A cricket internship puts Ollie amongst the Women’s World Cup action
Angliss events graduate Ollie Nolan started his career experience as a part of the ICC T20 Women's World Cup which broke the Australian women's sports attendance record, hitting 86,174 people.
Working as an Accreditation Manager Intern at the ICC T20 World Cup, Ollie said he gathered onsite and behind the scenes knowledge and gained valuable experience.
"Having not known a lot about accreditation and its purpose I have now learnt the ins and outs and how important it is for any large scale event," Ollie said.
"I chose to study at Angliss as it offered both the Diploma and the Bachelor which meant there was the opportunity of gathering both academic and practical skills together which I believe gives you a great understanding of the events industry.
"My teachers at Angliss were all interested with what I wanted to do and helped me narrow down my ideas. Together they have a massive amount of industry knowledge which they are very happy to share. Flexibility in choosing focus topics for my assignment allowed me to concentrate on sporting events throughout my time at Angliss and I'm now working on one having just signed a contract for the Men's T20 World Cup.

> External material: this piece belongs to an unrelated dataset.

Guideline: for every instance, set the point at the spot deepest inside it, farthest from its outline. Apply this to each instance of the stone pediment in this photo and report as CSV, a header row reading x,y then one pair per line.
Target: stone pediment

"My course helped me in the industry with a number of skills, for example within the diploma we did role plays including how to negotiate which helped me to normalise conversations about job load, pay and hours. Having these discussions up your sleeve before you go into these scenarios can be helpful to gain the best possible outcome.
"Another critical lesson was the importance of networking which is really key especially in the events industry once you begin looking for a job. Good relationships are vital!
"My two-year goal is to have established myself in the sporting events industry, working hard to prove myself and network as much as possible. I would also like to start up my own business over the next year, establishing a name for myself, giving myself a side hustle to work at in my free time, envisioning it could one day become a full-time job," Ollie said.